"One of the most enlightened and adventurous films released in cinemas for some while.
Known alternatively as L’Apollonide, cynically retooled for the US as ‘House of Pleasures’ and then shorn of its delicious suffix, ‘Souvenirs de la Maison Close’ (‘Memories of a Bordello’), House of Tolerance is a subtly licentious provocation from French director Bertrand Bonello (The Pornographer) in which the inner workings of a Parisian brothel are languorously moulded into a biting metaphor on the ills of global capitalism.
Despite its luxuriant Belle Époque milieu – all velvet, silk and feathers – the film’s closest cinematic kissing-cousin is Robert Altman’s McCabe & Mrs. Miller, another tale of a commercial dream gone sour; one where the business of prostitution is the moral representative of commerce at large.
There is no traditional three-act plot here, we are simply asked to monitor the daily lives of a diverse group of prostitutes who cosily cater for all perversions.These women – each one delivering a remarkable, committed performance – give the impression of dominance, but as time rolls on, faces are disfigured, social diseases wreak havoc, drug habits decrease sexual productivity and the ravages of age take their aesthetic toll.
All the while, the madame of the house purports to safeguard her beauties when in fact she’s doing her very best to trap them inside a system which hinges on their willingness to self- abase for cash.
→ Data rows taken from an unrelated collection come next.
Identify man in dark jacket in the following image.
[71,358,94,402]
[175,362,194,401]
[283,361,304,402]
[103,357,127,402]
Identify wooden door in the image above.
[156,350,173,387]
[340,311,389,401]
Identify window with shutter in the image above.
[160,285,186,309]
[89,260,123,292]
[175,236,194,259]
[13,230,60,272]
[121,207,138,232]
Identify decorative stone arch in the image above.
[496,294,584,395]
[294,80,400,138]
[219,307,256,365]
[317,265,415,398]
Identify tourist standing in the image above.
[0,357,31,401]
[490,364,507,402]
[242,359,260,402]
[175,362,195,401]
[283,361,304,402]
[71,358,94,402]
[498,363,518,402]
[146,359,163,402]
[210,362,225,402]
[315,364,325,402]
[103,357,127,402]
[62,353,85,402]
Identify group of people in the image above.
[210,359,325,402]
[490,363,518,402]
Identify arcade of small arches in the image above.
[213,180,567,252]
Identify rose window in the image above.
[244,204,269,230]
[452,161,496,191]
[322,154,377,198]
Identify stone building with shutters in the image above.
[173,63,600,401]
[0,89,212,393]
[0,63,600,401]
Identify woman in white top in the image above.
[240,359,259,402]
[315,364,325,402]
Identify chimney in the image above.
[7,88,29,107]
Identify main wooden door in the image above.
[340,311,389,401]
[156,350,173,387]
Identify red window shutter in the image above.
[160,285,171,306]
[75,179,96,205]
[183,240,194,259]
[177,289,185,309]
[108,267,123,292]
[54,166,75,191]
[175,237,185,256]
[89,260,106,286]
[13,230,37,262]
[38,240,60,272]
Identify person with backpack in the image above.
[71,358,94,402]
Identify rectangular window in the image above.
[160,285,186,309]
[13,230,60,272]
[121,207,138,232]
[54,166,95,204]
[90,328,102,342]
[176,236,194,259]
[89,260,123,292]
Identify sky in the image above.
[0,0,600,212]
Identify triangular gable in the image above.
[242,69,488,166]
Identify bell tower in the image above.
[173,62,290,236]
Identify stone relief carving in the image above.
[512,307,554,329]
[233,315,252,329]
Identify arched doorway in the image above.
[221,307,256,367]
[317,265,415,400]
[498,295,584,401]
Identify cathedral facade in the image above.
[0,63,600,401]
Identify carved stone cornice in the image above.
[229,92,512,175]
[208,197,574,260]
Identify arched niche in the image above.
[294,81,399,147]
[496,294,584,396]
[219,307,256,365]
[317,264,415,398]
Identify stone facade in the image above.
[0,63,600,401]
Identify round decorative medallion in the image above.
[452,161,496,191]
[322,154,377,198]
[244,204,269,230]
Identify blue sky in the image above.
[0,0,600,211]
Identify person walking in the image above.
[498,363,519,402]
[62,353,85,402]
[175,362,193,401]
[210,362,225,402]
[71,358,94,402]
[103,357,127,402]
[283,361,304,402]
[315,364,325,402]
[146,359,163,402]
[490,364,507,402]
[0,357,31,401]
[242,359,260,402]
Bar a couple of rural outings, House of Tolerance rarely leaves the confines of the brothel. In so doing, the claustrophobia of the environment really hits home, addressing a shortfall in the film’s US title: no pleasure is taken from this work.
With its seemingly random deployment of garish anachronisms (a cathartic rendition of The Moody Blues’ ‘Nights in White Satin’) and merrily ‘what-the-fuck?’ set-pieces (a prostitute offering a neat new spin on crying salt tears), Bonello’s brilliant and audacious film is easy to dismiss.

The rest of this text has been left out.